For many players, the thrill of gambling is moot without the consequences of losing. When there is no obligation for money to change hands, where is the risk? One solution comes from YouBetMe: a social betting service that launched to coincide with the Super Bowl. As reported by The Next Web, YouBetMe does not support cash transactions, meaning any bets placed are essentially ‘gentlemen’s wagers.’ However, reneging on a bet will show up on a user’s profile, naming and shaming the dodgers who try to weasel out of their comeuppance.
Of course, a burning question remains: are money-free games totally benign? Taking it a step further, should underage users be allowed to get in on the fun? After all, if there’s no money being lost, what’s the harm?
Samuel Miranda, Director at online casino comparison portal RightCasino.com (which is about to launch its own social service) was sceptical when approached for comment.
“Money bets or not, this is still an adult product,” he said. “You need a warning on all parts of the website stating that users under the age of 18 should not access any of our products under any circumstances.
“It’s just too easy to go from betting virtual coins to putting up real cash. In fact, that’s precisely what demos and freebies are designed to do: they entice customers into signing up and gambling.”

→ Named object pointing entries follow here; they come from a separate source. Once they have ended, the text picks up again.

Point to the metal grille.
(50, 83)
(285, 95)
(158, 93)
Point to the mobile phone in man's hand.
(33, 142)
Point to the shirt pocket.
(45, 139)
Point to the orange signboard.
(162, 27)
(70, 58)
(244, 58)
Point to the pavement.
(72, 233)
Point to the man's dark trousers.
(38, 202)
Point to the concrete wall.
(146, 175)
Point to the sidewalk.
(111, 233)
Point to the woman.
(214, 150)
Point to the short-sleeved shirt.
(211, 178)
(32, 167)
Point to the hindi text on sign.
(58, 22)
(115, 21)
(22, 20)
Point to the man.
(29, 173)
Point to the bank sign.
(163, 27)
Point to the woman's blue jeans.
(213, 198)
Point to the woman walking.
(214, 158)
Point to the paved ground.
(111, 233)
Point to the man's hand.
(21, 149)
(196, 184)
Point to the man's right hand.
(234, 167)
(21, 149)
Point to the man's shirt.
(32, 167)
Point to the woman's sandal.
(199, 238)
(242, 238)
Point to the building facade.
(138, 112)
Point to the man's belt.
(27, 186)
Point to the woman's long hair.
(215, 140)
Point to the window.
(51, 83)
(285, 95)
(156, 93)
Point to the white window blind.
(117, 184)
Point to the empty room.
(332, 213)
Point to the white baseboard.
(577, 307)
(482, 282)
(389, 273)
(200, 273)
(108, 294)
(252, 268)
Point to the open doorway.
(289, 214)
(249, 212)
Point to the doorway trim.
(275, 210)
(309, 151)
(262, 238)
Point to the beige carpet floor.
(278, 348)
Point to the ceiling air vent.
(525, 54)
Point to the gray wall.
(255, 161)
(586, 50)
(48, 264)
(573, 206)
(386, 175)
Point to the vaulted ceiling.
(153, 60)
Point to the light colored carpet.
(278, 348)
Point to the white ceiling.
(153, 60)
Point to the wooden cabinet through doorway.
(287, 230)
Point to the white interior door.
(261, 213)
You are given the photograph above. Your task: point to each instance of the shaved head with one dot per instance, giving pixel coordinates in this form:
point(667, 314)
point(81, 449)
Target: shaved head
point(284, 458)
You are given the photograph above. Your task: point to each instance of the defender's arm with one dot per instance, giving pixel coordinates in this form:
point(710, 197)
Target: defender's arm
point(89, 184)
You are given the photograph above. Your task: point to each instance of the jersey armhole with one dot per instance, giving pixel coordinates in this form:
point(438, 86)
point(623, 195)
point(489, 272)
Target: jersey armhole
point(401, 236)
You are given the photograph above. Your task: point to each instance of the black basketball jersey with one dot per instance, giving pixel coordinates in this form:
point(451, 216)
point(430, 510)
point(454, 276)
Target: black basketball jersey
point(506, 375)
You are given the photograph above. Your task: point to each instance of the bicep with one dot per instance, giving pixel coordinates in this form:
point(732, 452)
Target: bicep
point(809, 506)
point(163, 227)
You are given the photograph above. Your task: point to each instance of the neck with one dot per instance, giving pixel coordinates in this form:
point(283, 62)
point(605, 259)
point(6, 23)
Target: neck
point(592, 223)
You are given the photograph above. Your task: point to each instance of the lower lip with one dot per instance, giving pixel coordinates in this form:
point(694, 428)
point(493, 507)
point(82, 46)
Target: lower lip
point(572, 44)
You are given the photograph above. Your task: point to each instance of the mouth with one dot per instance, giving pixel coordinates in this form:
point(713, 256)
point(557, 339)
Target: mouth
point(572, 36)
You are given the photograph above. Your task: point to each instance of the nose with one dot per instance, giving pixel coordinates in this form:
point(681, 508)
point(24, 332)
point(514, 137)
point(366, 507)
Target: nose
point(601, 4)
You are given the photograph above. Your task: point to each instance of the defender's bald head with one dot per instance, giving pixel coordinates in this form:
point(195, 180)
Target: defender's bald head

This concern seems to be backed up by the latest research. In the Digital Journal, chartered psychologist and gambling expert Dr Mark Griffiths describes ‘free’ games as “the number one risk factor for adolescent gambling.”
“[Social betting is] a classic foot in the door technique is getting people familiar to the game,” Dr Griffiths explained. “Getting people in a ‘no-risk’ situation where they can play for nothing and potentially win prizes. When they win prizes they feel great. That reinforces them.
“We [Griffiths and his colleagues] take the view that social networking environments are predominated [sic] by adolescents. Therefore we don’t want adult activities on [social media].”
Despite these reservations, it seems that money-free social betting is successfully slipping under the RADAR of American lawmakers. For now.
Perhaps as the industry gathers steam, companies will be placed under more pressure to protect youngsters from potentially harmful content. Furthermore, it remains to be seen whether these platforms will survive if commercial gambling ever returns to the USA.